La Procura di Torre Annunziata ha notificato 31 avvisi di conclusa indagine. L’inchiesta coordinata dal procuratore aggiunto Raffaele Marino e condotta dagli agenti della Digos di Napoli e del commissariato di Torre Annunziata ha raggruppato in un unico fascicolo tre mesi di proteste, tafferugli e aggressioni, tra la fine di settembre 2010 e il periodo prenatalizio. Ai 31 indagati si contestano a vario titolo i reati di resistenza a pubblico ufficiale, interruzione di pubblico servizio, lesioni ed invasione di edifici pubblici, tra camion vandalizzati e incendiati, sassaiole, lanci di sedie, offese, insulti e corpo a corpo con le forze dell’ordine.

Ci sono due eccezioni. Una persona deve rispondere di aver diffuso notizie false “atte a turbare l’ordine pubblico”: con un megafono montato in cima ad un’auto, ha fatto il giro del vesuviano comunicando che la polizia aveva caricato i manifestanti tra cui due donne incinte e bambini piccoli. Un altro indagato è accusato di vilipendio “per aver pubblicamente e intenzionalmente distrutto, appiccandole il fuoco, la bandiera dello Stato Italiano”. Sono rimaste ignote le persone che deposero alcune molotov lungo le strade che conducevano al sito.

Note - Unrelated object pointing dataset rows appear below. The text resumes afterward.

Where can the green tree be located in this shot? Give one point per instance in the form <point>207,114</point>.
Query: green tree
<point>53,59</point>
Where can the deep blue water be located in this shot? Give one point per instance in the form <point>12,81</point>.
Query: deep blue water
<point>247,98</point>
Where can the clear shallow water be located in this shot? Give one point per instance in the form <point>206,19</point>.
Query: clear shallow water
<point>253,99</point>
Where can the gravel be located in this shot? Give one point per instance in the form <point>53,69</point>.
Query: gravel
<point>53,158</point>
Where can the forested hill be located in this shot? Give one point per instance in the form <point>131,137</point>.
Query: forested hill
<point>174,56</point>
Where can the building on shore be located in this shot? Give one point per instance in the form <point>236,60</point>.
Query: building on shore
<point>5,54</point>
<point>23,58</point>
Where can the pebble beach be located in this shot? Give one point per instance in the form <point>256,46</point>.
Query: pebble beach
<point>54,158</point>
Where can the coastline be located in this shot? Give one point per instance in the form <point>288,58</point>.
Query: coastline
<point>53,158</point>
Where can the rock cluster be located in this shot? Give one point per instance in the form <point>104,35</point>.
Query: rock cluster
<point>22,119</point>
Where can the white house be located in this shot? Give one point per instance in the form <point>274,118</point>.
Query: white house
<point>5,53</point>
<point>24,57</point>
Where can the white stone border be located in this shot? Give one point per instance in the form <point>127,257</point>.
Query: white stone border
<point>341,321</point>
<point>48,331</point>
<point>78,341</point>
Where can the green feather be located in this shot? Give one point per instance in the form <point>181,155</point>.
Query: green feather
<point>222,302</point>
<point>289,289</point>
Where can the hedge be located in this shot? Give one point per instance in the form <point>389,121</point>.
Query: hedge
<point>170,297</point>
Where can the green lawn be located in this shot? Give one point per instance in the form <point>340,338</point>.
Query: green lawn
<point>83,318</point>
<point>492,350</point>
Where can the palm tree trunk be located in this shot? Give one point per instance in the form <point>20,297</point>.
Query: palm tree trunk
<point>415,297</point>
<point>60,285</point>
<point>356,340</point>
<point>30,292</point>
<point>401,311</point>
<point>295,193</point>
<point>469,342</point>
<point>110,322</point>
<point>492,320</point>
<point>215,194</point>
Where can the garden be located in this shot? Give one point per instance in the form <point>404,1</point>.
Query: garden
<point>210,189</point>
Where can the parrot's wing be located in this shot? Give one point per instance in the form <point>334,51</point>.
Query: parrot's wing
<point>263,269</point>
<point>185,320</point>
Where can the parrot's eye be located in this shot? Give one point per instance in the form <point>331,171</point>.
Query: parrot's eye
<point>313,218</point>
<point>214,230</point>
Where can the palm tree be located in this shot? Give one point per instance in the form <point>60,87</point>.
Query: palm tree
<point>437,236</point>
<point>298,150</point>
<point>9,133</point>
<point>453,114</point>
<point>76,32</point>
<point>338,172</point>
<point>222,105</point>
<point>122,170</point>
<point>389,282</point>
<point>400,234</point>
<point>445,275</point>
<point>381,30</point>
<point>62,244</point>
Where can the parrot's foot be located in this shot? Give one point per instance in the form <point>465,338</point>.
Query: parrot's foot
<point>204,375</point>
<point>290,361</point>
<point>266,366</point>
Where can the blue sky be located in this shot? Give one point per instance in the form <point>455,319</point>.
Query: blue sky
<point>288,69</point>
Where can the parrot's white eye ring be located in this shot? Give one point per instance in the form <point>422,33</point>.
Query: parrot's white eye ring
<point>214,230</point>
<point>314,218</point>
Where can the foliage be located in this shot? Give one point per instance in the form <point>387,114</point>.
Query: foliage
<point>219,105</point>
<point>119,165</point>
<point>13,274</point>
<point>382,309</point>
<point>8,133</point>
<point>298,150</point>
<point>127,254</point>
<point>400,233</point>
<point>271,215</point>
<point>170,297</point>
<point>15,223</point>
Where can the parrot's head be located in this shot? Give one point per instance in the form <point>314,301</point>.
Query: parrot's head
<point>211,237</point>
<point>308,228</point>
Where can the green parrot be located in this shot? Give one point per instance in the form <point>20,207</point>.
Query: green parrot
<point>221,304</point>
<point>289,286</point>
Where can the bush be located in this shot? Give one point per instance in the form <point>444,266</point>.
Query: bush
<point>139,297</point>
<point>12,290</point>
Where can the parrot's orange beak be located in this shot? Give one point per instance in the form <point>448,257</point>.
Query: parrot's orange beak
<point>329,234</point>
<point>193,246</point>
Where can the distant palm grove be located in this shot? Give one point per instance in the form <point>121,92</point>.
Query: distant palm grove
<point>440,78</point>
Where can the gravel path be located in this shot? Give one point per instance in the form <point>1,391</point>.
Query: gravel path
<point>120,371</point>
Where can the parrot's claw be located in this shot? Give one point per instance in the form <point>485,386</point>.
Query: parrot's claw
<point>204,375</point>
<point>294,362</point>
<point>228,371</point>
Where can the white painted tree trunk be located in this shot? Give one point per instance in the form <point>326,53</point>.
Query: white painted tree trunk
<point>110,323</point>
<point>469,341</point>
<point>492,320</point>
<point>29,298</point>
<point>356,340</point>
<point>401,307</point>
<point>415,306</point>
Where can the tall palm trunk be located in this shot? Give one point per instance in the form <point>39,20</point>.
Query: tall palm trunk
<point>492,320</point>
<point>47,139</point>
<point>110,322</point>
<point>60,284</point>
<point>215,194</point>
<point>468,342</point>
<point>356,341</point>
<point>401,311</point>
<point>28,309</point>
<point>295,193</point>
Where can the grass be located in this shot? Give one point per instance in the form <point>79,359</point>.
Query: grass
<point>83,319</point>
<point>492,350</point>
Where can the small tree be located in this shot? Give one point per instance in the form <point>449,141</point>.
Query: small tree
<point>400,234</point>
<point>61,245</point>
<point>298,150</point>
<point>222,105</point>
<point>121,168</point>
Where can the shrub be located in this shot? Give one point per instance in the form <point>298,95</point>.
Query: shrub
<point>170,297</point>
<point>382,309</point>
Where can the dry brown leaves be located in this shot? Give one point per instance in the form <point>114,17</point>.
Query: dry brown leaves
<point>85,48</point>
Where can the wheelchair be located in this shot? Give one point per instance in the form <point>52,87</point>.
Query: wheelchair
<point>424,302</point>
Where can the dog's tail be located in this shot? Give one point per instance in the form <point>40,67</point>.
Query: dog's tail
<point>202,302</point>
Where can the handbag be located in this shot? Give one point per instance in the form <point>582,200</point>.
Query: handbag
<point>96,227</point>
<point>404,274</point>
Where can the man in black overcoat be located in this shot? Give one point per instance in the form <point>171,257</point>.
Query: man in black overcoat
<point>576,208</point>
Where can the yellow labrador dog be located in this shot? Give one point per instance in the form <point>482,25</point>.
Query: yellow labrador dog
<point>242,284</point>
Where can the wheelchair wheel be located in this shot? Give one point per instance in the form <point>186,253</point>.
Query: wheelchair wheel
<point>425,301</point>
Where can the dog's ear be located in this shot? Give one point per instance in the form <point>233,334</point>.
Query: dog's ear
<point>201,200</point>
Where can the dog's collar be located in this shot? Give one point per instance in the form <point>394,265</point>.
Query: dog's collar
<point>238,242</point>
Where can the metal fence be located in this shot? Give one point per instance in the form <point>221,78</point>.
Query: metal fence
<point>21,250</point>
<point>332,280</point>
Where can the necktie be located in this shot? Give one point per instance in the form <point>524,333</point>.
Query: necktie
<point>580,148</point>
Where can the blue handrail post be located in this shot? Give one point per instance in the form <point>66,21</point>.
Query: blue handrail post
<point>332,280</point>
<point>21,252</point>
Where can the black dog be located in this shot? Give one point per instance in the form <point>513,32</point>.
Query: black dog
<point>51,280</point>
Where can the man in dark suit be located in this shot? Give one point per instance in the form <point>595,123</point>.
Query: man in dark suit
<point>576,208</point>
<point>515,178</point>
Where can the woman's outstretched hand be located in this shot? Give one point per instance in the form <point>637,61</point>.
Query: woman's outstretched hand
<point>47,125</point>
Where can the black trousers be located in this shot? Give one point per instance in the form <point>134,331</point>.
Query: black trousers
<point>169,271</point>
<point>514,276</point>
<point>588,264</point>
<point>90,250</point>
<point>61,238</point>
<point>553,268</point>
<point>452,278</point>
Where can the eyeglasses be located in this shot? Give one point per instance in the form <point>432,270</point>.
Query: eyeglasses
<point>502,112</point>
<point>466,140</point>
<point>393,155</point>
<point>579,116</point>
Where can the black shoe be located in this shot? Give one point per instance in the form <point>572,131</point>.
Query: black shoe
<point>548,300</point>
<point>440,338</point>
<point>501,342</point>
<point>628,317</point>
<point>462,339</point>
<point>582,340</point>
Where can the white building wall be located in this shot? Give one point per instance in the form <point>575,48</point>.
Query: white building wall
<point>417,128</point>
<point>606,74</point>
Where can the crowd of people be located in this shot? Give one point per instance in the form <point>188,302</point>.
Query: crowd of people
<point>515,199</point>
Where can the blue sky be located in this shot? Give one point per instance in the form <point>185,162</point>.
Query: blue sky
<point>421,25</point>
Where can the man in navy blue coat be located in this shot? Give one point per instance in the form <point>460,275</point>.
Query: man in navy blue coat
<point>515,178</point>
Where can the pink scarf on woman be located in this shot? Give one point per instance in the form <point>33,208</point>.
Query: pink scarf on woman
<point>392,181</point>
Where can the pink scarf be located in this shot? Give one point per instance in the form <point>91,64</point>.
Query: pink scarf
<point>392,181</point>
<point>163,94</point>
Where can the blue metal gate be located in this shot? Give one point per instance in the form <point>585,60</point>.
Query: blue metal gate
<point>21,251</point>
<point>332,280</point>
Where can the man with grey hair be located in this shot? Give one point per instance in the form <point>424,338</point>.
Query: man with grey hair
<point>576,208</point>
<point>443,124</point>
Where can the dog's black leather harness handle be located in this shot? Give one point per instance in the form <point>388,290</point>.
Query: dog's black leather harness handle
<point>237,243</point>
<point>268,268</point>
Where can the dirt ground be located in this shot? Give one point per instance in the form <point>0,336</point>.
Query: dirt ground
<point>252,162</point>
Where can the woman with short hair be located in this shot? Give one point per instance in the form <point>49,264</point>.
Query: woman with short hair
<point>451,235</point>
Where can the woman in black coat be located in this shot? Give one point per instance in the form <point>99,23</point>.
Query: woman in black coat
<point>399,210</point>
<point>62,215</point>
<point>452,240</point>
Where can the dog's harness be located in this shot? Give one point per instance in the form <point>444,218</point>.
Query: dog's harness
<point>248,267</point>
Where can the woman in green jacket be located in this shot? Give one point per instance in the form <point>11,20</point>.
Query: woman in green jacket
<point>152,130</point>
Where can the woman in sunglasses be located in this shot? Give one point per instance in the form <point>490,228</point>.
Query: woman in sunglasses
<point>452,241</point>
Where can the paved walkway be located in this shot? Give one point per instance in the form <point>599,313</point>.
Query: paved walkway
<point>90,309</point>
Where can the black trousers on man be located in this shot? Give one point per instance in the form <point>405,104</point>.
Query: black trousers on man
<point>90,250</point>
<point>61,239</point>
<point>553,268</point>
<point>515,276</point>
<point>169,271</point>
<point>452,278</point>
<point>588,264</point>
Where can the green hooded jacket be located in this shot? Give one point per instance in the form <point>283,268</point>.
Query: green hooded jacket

Nel fascicolo di Torre Annunziata sono confluiti gli atti di un’inchiesta aperta dalla Dda di Napoli sulle presunte collusioni camorristiche, e poi trasmessa alla sezione antiterrorismo affinché valutasse la presenza di associazioni eversive dietro la protesta. I magistrati napoletani hanno ritenuto infondate entrambe le ipotesi, e hanno consegnato l’esito dei loro accertamenti alla Procura competente per territorio. Tra le trentuno persone che rischiano un processo, c’è un professore dell’Università di Napoli Federico II. Si chiama Angelo Genovese, è uno zoologo ed è uno dei leader del movimento antidiscarica. La Procura, sulla base dei rapporti delle forze dell’ordine, gli contesta di aver minacciato tre ufficiali di polizia giudiziaria e di aver istigato i manifestanti contro la polizia che stava smontando la tendostruttura ‘base logistica’ della protesta. Secondo Genovese “con questi avvisi di garanzia si avvia una nuova fase di repressione del movimento di Terzigno, nel tentativo di costruire l’ipotesi di un disegno criminoso raggruppando singoli episodi avvenuti in momenti, luoghi e contesti diversi, nel tentativo di colpire quella parte del movimento più attiva e sensibile politicamente”.